The solid phase carrier as claimed in claim 15 is characterized in that the coupling is directly connected by chemical means, by specific binding of antigen-antibody, by specific binding of biotin group-avidin group or other indirect connection.
A cell labeling/detection/stimulation/sorting kit, characterized in that it is used for binding, labeling, stimulating, sorting or detecting the host cell described in claim 14.
The kit according to claim 18, characterized in that it comprises the solid phase carrier according to any one of claims 15 to 17.
The kit according to claim 18, characterized in that it further comprises the polypeptide tag according to claim 1 or 2, or the fusion protein according to any one of claims 3-9, or the nucleic acid molecule according to claim 10, or the nucleic acid construct according to any one of claims 11-13.
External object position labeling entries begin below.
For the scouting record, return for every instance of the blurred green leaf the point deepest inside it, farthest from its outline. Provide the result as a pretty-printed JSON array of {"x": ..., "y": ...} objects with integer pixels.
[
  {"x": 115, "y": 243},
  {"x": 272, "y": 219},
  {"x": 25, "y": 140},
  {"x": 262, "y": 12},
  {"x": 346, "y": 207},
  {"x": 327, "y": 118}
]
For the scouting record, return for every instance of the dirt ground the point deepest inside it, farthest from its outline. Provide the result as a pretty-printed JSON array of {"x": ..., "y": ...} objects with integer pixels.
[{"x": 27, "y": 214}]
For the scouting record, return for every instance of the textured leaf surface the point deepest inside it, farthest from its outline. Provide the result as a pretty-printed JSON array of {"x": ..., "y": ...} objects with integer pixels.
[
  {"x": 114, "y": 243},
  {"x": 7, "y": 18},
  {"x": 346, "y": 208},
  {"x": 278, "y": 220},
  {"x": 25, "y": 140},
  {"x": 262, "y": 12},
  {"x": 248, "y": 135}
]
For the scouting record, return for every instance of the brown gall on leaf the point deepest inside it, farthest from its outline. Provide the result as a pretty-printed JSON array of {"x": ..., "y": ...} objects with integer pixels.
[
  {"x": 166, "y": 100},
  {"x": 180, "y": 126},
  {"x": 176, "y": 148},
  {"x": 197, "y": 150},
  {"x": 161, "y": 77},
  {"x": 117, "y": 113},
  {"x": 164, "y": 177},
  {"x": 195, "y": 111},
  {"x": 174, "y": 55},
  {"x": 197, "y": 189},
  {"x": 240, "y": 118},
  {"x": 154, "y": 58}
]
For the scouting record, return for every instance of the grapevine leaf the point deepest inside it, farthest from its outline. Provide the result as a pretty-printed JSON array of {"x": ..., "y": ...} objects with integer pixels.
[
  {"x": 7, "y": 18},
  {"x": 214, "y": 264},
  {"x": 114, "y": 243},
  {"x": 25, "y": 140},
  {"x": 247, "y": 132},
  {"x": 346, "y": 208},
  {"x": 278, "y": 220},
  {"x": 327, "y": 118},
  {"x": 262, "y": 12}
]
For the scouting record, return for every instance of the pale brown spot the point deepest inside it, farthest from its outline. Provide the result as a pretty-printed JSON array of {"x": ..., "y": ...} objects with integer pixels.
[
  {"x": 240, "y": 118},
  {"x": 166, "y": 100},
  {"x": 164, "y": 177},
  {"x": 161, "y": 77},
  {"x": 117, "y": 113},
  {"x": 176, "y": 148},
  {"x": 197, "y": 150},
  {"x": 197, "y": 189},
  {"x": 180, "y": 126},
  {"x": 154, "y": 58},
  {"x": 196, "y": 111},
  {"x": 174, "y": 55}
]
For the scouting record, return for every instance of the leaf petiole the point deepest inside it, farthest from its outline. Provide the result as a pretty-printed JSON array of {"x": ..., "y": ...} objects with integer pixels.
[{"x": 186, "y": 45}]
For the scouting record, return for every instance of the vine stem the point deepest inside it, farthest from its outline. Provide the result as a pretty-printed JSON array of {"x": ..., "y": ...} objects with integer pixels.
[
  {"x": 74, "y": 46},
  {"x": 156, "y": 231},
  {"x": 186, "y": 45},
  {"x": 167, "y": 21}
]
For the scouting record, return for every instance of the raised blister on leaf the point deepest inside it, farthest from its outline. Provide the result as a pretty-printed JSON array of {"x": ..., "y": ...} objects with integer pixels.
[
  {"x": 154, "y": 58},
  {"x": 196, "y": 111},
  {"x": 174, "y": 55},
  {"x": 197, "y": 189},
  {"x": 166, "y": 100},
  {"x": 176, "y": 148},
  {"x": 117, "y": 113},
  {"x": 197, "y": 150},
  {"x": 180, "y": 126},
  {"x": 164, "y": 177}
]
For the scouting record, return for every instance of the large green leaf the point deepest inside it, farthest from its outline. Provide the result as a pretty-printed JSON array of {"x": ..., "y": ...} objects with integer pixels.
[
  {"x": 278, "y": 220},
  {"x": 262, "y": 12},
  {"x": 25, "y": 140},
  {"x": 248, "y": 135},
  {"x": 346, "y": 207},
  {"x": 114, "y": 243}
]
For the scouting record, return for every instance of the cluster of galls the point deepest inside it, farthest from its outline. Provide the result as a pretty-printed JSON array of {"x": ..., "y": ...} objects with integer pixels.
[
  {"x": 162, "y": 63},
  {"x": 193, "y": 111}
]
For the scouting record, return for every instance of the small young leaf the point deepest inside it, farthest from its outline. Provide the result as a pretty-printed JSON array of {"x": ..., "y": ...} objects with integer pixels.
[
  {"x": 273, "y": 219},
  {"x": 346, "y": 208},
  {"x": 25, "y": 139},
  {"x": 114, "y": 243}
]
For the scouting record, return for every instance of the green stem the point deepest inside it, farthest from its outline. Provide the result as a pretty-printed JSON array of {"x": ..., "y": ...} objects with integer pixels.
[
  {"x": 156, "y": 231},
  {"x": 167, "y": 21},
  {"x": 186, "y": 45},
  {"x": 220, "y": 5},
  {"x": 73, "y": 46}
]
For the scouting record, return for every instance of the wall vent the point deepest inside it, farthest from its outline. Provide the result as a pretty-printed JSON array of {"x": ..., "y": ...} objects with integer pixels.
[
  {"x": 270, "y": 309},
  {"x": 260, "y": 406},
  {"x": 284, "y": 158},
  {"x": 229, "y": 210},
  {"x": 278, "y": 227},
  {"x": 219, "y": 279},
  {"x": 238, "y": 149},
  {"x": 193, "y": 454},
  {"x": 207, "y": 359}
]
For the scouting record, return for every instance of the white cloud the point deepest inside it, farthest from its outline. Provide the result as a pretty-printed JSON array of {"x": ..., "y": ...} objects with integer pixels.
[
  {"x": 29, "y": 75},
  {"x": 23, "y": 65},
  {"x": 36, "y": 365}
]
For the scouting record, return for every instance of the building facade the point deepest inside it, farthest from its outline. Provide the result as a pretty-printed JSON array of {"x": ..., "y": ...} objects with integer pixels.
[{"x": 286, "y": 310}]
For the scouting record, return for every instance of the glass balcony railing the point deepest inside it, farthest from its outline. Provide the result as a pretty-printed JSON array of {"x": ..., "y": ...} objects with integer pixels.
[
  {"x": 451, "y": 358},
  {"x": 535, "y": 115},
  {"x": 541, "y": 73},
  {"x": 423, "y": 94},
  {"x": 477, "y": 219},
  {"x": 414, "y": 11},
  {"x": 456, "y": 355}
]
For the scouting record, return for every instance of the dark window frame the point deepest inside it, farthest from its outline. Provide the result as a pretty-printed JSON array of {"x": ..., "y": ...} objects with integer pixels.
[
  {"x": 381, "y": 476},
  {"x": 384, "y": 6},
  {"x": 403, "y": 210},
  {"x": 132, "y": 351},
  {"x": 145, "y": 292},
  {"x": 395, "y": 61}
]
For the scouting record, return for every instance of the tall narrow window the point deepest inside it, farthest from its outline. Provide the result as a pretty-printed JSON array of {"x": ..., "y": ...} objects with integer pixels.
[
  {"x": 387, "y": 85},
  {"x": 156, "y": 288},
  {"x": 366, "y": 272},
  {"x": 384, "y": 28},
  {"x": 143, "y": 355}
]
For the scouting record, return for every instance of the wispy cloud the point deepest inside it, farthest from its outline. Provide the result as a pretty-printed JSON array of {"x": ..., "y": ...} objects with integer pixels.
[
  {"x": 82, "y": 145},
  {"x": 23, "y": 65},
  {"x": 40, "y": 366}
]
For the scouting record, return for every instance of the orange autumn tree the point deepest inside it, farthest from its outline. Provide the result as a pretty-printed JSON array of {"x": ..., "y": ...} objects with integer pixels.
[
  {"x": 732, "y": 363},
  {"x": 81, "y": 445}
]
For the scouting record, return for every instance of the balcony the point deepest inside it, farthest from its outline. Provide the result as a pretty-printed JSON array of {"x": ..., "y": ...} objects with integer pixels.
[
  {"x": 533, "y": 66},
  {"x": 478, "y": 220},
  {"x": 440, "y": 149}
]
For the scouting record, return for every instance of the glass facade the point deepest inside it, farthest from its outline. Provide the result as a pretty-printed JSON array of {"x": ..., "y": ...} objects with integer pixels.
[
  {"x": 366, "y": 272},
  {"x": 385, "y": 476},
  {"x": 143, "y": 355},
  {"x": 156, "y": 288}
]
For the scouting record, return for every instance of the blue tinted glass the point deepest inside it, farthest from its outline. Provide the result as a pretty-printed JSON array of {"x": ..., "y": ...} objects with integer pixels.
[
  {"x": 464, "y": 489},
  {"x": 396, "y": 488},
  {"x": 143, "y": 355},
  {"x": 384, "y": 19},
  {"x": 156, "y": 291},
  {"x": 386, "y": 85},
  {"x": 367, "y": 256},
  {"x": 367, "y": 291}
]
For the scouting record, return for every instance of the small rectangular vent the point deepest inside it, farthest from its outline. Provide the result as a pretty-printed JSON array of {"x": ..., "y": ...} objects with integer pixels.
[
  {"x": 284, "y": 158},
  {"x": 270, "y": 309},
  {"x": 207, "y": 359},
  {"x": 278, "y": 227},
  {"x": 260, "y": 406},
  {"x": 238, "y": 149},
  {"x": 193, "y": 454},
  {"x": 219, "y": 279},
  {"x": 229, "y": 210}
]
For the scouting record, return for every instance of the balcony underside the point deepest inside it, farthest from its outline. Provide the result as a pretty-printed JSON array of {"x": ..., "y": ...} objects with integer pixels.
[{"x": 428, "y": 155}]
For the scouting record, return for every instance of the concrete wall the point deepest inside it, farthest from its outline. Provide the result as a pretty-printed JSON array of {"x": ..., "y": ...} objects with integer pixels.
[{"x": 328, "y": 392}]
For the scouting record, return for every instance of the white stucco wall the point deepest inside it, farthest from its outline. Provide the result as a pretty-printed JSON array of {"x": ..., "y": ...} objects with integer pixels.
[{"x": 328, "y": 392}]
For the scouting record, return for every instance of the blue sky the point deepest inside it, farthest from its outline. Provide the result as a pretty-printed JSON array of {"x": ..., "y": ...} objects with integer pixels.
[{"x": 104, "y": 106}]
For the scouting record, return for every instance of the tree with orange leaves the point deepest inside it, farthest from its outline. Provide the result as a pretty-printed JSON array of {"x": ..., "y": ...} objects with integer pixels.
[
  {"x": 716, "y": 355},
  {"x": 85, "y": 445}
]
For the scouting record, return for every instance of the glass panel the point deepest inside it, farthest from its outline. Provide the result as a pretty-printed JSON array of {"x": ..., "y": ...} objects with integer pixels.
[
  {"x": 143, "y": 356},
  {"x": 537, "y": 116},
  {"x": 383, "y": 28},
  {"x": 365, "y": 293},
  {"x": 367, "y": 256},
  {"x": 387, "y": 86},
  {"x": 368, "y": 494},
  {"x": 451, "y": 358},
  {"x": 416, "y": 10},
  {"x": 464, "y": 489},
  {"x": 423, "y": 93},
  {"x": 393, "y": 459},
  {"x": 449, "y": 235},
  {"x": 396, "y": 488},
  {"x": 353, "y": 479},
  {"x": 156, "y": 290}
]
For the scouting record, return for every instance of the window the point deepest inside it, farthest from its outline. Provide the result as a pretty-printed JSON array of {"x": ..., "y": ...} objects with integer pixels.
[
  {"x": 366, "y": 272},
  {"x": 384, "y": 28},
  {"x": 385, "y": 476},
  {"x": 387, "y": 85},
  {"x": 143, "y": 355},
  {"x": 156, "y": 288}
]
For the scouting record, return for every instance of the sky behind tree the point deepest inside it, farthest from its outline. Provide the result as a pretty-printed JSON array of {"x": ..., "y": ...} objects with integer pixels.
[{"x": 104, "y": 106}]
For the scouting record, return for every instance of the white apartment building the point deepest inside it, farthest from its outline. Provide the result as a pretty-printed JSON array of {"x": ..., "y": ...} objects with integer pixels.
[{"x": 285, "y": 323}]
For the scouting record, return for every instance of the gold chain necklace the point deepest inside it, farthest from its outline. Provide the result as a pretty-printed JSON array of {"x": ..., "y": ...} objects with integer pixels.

A pharmaceutical composition, characterized in that it comprises a pharmaceutically acceptable excipient and one or more selected from the following: the polypeptide tag according to claim 1 or 2, the fusion protein according to any one of claims 3 to 9, the nucleic acid molecule according to claim 10, the nucleic acid construct according to any one of claims 11 to 13, the host cell according to claim 14, and the solid phase carrier according to any one of claims 15 to 17.
Use of any one or more of the polypeptide tag according to claim 1 or 2, the fusion protein according to any one of claims 3 to 9, the nucleic acid molecule according to claim 10, the nucleic acid construct according to any one of claims 11 to 13, the host cell according to claim 14, and the solid phase carrier according to any one of claims 15 to 17 in the preparation of a drug for treating tumors.